WHEREAS, CR, the Company, CVP, Stronach and PRT TWO are parties to that certain Second Amended and Restated Operating Agreement of the Company, dated October 23, 2012 (the “ Operating Agreement ”);
WHEREAS, the Borrower Subsidiary and Manager are parties to that certain Management Agreement, dated October 23, 2012, as a result of the assignment of that agreement by the Company to the Borrower Subsidiary on July 1, 2013 (the “ Management Agreement ”);
WHEREAS, the Borrower Subsidiary and CR are parties to that certain Development Agreement, dated October 23, 2012, as a result of the assignment of that agreement by the Company to the Borrower Subsidiary on July 1, 2013 (the “ Development Agreement ”);
WHEREAS, the parties hereto desire to amend the Operating Agreement and the Management Agreement and modify certain provisions thereof as provided herein;
WHEREAS, pursuant to Section 19.2.10 of the Management Agreement, the Management Agreement may be modified, changed or amended in an instrument in writing signed by the Borrower Subsidiary and the Manager; and
WHEREAS, CR, as the developer under the Development Agreement, desires to provide a written notice to the Borrower Subsidiary pursuant to the Development Agreement.
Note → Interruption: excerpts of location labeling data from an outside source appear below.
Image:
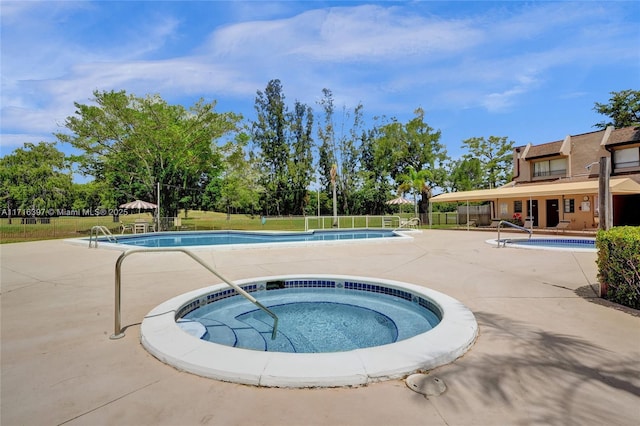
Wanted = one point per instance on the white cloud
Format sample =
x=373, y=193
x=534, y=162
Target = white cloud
x=391, y=57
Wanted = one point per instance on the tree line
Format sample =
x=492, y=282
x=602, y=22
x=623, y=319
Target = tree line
x=290, y=160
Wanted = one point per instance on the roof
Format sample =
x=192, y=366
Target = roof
x=544, y=150
x=619, y=186
x=624, y=136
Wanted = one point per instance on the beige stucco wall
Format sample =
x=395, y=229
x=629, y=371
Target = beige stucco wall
x=580, y=218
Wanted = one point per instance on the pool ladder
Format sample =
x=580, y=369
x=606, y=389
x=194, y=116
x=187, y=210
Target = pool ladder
x=513, y=225
x=119, y=331
x=105, y=231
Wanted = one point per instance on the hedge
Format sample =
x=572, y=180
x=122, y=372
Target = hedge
x=619, y=265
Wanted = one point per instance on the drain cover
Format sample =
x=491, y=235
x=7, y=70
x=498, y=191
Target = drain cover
x=425, y=384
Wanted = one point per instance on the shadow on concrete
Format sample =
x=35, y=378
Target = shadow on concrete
x=546, y=377
x=591, y=294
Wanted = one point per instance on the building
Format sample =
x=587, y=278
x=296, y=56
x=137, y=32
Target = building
x=558, y=182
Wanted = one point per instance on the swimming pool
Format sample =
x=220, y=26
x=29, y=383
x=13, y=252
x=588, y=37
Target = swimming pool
x=325, y=316
x=181, y=346
x=244, y=239
x=560, y=244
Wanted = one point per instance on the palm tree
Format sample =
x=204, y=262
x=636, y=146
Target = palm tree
x=414, y=182
x=334, y=172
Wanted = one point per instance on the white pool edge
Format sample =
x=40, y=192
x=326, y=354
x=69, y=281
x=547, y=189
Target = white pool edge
x=403, y=235
x=494, y=242
x=450, y=339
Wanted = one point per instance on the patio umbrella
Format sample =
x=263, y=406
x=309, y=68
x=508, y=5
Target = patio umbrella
x=139, y=204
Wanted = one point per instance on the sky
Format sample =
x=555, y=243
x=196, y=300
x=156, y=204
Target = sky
x=529, y=71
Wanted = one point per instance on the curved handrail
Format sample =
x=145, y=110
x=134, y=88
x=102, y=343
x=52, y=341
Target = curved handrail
x=105, y=231
x=119, y=332
x=513, y=225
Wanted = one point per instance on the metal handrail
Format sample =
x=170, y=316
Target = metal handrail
x=105, y=231
x=119, y=331
x=513, y=225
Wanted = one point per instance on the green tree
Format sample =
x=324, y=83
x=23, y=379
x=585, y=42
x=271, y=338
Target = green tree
x=495, y=155
x=269, y=132
x=465, y=175
x=301, y=158
x=132, y=143
x=417, y=145
x=35, y=178
x=238, y=187
x=415, y=182
x=326, y=135
x=623, y=110
x=374, y=175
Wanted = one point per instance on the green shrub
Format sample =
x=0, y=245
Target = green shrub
x=619, y=264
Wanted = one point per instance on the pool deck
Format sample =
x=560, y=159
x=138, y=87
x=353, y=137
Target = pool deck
x=549, y=351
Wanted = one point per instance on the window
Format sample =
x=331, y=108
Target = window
x=557, y=167
x=569, y=205
x=517, y=206
x=629, y=157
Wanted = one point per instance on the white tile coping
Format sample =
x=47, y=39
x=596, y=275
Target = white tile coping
x=494, y=242
x=450, y=339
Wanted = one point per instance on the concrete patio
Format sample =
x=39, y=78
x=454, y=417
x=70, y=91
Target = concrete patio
x=549, y=351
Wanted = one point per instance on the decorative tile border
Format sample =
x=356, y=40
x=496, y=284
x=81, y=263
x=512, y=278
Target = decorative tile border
x=310, y=283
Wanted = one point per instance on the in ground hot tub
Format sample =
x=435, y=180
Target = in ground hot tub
x=374, y=329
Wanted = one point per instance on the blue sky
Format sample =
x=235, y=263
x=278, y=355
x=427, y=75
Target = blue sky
x=530, y=71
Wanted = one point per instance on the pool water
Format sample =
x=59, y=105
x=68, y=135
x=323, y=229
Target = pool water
x=217, y=238
x=380, y=311
x=312, y=320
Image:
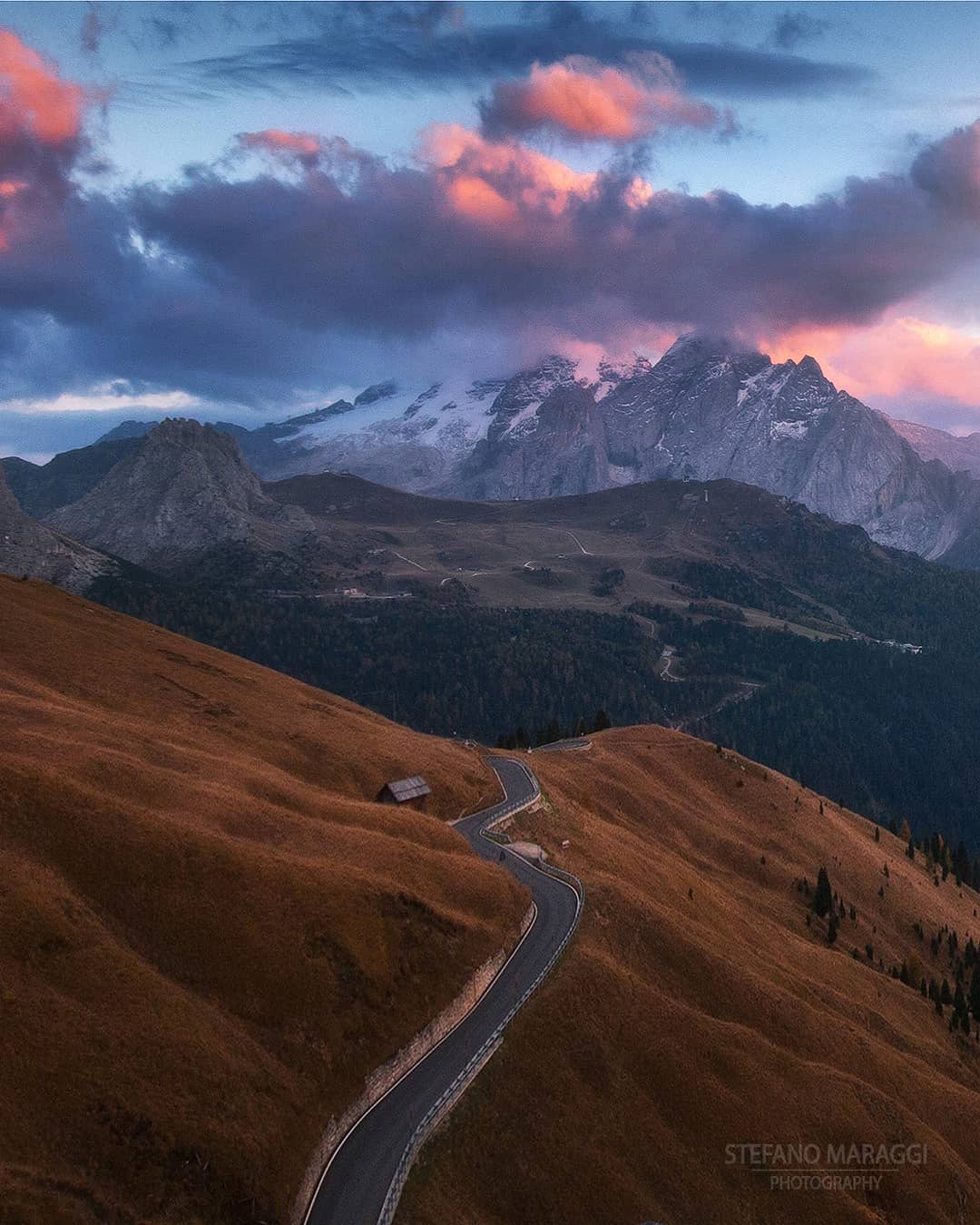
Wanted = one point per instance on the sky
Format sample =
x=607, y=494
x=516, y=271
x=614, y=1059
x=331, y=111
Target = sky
x=241, y=211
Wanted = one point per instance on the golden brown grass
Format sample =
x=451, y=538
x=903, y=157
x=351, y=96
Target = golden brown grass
x=679, y=1024
x=209, y=935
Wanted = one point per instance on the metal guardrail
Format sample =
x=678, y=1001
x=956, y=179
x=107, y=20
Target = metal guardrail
x=433, y=1115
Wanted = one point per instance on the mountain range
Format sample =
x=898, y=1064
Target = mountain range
x=708, y=409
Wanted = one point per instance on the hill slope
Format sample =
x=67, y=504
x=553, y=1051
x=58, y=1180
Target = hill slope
x=31, y=549
x=181, y=492
x=209, y=934
x=699, y=1010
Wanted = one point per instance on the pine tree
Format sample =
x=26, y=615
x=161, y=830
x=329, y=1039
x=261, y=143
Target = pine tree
x=823, y=897
x=975, y=994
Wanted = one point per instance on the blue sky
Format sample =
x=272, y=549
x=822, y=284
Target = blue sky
x=800, y=100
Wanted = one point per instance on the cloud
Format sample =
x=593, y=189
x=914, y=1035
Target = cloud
x=582, y=100
x=297, y=259
x=793, y=27
x=97, y=22
x=495, y=233
x=900, y=357
x=949, y=169
x=408, y=48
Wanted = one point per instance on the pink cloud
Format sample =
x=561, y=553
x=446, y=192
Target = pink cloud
x=582, y=100
x=284, y=144
x=899, y=357
x=34, y=100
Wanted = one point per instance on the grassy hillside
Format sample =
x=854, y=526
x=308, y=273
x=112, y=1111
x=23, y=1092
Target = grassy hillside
x=699, y=1010
x=209, y=934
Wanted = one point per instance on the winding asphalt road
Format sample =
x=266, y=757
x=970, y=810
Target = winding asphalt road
x=357, y=1180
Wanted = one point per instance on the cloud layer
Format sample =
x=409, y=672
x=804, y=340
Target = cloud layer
x=582, y=100
x=250, y=280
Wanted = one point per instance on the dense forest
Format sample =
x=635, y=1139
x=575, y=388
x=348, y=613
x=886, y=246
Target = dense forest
x=443, y=667
x=886, y=732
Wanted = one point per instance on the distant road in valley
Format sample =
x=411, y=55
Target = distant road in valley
x=354, y=1187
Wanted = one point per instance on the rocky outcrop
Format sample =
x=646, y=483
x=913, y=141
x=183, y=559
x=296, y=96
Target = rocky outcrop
x=35, y=552
x=959, y=454
x=184, y=490
x=710, y=409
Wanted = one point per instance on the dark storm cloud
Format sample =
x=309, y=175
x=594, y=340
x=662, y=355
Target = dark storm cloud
x=409, y=46
x=494, y=233
x=794, y=26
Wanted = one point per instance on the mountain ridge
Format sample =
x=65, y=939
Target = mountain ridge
x=710, y=408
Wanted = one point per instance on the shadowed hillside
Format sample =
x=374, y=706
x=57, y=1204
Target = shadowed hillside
x=207, y=935
x=700, y=1010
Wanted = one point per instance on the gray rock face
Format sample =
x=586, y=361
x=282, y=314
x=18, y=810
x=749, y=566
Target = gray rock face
x=30, y=548
x=182, y=490
x=958, y=454
x=710, y=410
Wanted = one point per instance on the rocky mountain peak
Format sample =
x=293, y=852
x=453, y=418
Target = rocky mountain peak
x=182, y=490
x=703, y=348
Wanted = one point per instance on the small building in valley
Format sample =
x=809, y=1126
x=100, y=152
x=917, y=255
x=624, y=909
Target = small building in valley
x=406, y=790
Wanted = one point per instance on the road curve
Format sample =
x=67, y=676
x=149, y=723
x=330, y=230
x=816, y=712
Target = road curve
x=354, y=1186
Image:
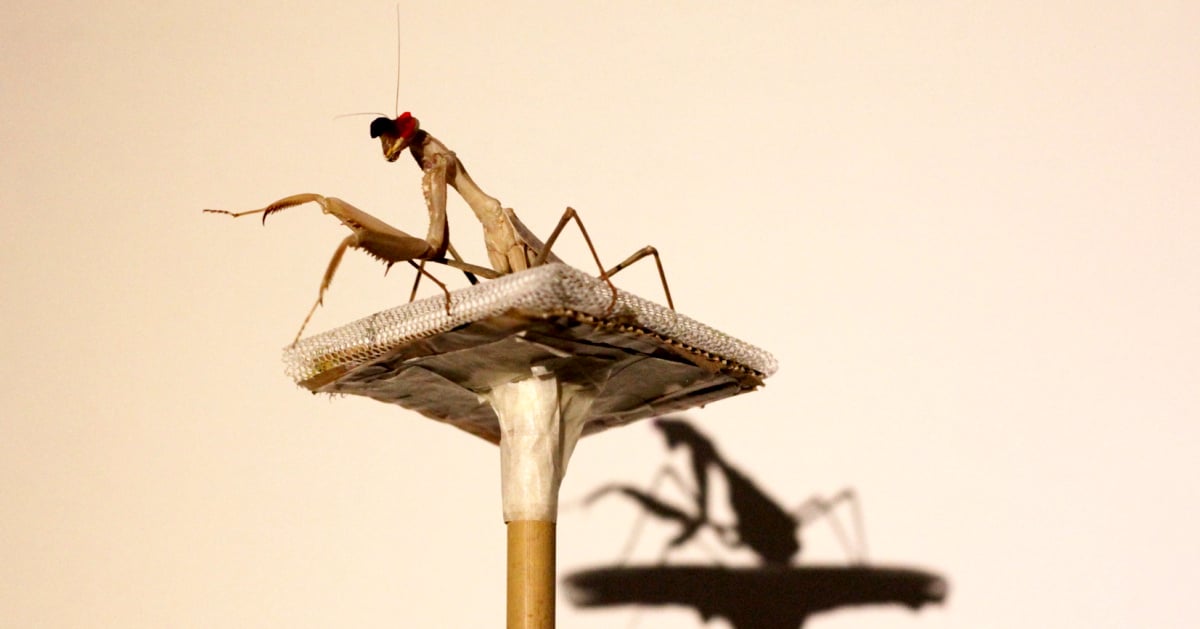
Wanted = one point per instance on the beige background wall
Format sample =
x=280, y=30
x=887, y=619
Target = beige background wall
x=969, y=233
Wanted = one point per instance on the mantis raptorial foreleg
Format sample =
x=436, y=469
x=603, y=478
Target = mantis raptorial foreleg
x=378, y=239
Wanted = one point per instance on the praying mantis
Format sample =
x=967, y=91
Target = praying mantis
x=511, y=246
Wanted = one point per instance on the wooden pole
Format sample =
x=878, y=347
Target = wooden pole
x=531, y=589
x=540, y=421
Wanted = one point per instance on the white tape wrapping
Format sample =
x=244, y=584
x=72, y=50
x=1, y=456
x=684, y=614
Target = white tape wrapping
x=540, y=423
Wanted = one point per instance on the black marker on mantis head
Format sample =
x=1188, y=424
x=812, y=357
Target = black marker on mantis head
x=395, y=133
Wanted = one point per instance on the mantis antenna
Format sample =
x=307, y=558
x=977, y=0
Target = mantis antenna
x=395, y=107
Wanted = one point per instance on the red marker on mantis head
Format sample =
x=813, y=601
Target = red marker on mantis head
x=395, y=133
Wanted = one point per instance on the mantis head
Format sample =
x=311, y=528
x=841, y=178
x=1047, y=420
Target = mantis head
x=394, y=133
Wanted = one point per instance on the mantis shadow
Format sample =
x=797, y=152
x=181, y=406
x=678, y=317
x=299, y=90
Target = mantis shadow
x=778, y=592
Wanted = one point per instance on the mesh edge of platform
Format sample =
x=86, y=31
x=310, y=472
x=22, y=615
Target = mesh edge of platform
x=549, y=288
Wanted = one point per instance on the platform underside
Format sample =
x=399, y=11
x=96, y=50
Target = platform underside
x=640, y=359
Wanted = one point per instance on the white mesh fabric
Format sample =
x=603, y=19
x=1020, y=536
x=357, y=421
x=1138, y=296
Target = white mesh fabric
x=552, y=287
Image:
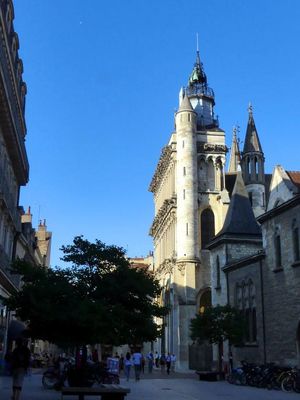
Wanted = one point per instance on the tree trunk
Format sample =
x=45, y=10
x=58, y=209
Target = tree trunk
x=220, y=357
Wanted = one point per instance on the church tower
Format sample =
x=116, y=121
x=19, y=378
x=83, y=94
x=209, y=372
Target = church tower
x=190, y=208
x=253, y=167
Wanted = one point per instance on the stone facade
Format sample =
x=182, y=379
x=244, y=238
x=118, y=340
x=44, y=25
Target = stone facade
x=269, y=278
x=208, y=247
x=14, y=167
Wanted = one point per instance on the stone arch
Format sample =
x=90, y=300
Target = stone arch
x=211, y=172
x=202, y=173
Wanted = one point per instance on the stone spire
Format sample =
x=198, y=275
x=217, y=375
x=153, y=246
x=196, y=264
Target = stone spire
x=235, y=155
x=240, y=219
x=185, y=104
x=252, y=143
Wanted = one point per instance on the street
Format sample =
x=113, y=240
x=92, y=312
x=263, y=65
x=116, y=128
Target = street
x=156, y=387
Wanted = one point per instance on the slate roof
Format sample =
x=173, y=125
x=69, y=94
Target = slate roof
x=294, y=177
x=240, y=219
x=252, y=143
x=185, y=104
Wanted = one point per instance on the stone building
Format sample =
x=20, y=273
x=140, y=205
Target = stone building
x=14, y=167
x=211, y=229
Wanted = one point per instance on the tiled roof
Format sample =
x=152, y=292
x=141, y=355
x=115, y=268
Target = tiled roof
x=295, y=177
x=252, y=142
x=240, y=219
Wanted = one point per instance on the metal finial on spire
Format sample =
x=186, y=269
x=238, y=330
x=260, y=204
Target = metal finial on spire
x=198, y=62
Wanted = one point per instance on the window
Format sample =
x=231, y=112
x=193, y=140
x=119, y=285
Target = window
x=207, y=227
x=296, y=246
x=218, y=273
x=277, y=249
x=205, y=301
x=250, y=198
x=245, y=301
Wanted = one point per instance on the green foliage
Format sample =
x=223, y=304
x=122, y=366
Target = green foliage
x=101, y=298
x=217, y=324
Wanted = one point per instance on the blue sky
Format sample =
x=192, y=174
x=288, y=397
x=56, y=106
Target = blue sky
x=103, y=81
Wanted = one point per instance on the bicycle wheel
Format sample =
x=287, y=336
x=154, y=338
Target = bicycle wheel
x=287, y=384
x=49, y=381
x=230, y=379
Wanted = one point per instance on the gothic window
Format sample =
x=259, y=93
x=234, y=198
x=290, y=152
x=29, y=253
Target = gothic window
x=211, y=175
x=248, y=167
x=256, y=167
x=205, y=301
x=218, y=273
x=245, y=301
x=250, y=198
x=296, y=245
x=207, y=227
x=277, y=245
x=202, y=175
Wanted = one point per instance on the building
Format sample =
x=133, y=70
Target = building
x=191, y=202
x=215, y=232
x=14, y=167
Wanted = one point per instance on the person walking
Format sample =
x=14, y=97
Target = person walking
x=162, y=362
x=150, y=359
x=137, y=363
x=168, y=363
x=173, y=362
x=20, y=361
x=127, y=365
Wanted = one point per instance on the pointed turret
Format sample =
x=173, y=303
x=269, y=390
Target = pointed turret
x=253, y=166
x=185, y=104
x=240, y=219
x=235, y=155
x=252, y=143
x=201, y=96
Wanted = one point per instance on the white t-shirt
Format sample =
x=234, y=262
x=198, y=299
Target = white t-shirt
x=137, y=358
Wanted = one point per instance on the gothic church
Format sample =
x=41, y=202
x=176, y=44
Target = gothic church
x=224, y=237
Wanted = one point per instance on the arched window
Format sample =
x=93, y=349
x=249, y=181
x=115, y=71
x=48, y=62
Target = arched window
x=277, y=245
x=207, y=227
x=296, y=245
x=256, y=167
x=218, y=273
x=211, y=175
x=245, y=301
x=205, y=300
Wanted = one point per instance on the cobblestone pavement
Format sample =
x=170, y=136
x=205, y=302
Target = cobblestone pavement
x=156, y=387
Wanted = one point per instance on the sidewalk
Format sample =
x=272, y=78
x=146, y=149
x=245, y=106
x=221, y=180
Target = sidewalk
x=156, y=387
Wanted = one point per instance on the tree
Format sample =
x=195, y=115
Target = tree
x=101, y=298
x=217, y=324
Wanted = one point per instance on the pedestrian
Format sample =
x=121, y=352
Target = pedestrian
x=162, y=362
x=127, y=364
x=143, y=364
x=150, y=359
x=173, y=362
x=137, y=363
x=230, y=361
x=168, y=363
x=121, y=363
x=20, y=360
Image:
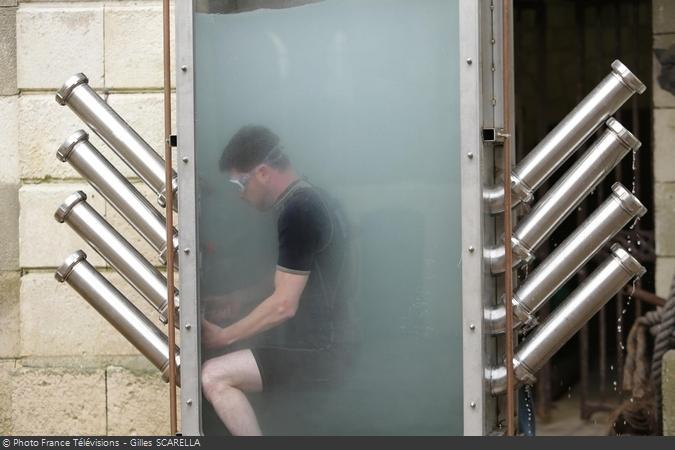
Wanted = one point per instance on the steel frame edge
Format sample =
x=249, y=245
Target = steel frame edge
x=472, y=217
x=190, y=393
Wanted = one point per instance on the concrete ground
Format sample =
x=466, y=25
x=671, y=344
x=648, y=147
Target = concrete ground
x=565, y=420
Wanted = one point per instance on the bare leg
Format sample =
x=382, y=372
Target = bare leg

NOW, THEREFORE, in consideration of the premises and the mutual promises herein made, and in consideration of the representations, warranties and covenants herein contained, the Parties agree as follows:
1. DEFINITIONS. Capitalized terms not otherwise defined in this Amendment shall have the respective meanings ascribed to such terms in the Operating Agreement.
2. MODIFICATIONS TO OPERATING AGREEMENT.
2.1 Section 1.7. Section 1.7 is hereby amended by inserting the words “or any Subsidiary” after the words “the Company”.
2.2 Section 2.9. Section 2.9 is hereby amended to include the following as a new last sentence thereof:
“The Company shall not permit any of its Subsidiaries to issue equity interests (other than to the Company or its wholly owned Subsidiaries) without first offering each Member the reasonable opportunity to maintain a relative economic interest in the operations of such Subsidiary equivalent to its Percentage Interest (it being understood, for the avoidance of doubt, that the foregoing shall not be construed to restrict the ability of the Company or a Subsidiary to pledge or otherwise Transfer the equity interests in a Subsidiary).”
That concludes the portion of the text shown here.